Worshippers in many Christian churches marked the beginning of Holy Week on Sunday by waving palm branches to celebrate the entry of Jesus into Jerusalem.
Holy Week is traditionally a week of somber reflections on the events preceding Jesus’ death on the cross. It leads up to the holiest day on the Christian calendar, Easter, and includes Palm Sunday, Maundy Thursday, Good Friday and Holy Saturday.
On Palm Sunday, Christians wave palm branches as a way to re-enact the biblical account of crowds greeting Jesus by waving the branches and covering his path into the city with them. Palm Sunday is also known as Passion Sunday.
The joyful tone of Palm Sunday gives way to solemnity as Christians approach Maundy Thursday, the day that marks Jesus’ arrest, and Good Friday, the day when Christ’s followers observe the crucifixion. Holy Saturday commemorates the day Jesus rested in the tomb.
Easter Sunday celebrates the day Jesus rose from the dead. It symbolizes forgiveness and rebirth and is viewed as a victory over sin, death and all of the destructive forces in people’s lives.

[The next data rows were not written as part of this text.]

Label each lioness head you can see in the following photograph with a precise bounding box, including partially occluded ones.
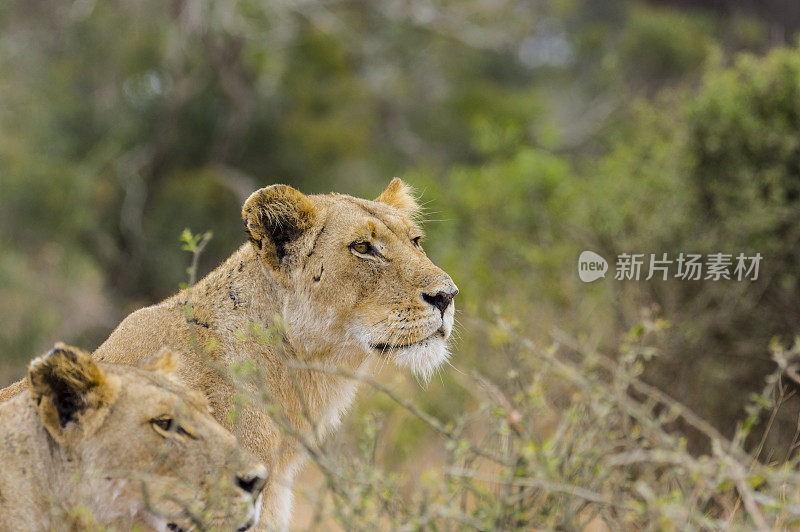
[242,178,458,379]
[28,344,266,530]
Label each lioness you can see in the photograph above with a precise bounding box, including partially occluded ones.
[0,344,267,531]
[0,178,458,528]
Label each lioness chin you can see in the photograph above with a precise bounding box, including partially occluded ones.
[0,178,458,529]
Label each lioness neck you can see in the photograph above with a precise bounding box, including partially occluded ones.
[180,244,367,432]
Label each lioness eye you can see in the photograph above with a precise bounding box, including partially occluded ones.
[350,242,372,255]
[150,417,175,432]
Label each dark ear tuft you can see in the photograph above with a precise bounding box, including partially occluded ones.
[28,343,119,440]
[375,177,419,218]
[242,185,316,268]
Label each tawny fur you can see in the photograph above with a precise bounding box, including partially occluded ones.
[0,345,266,531]
[0,178,457,529]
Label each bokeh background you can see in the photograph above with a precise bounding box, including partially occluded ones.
[0,0,800,528]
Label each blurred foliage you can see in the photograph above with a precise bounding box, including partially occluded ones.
[0,0,800,523]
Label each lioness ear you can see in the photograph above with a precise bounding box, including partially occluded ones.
[28,343,119,444]
[375,177,419,218]
[242,185,315,268]
[138,346,181,378]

Christians in most Western traditions — Anglican, Catholic, Protestant and others — will celebrate Easter on March 31. For Eastern rite Christians, including Eastern Orthodox, Oriental Orthodox and Eastern rite churches affiliated with the Roman Catholic Church, Easter will be observed this year on May 5.
The date for Orthodox Easter, or Pascha, is calculated using the Julian calendar. It always follows the Jewish Passover, which begins at sunset today, and never falls before April 3.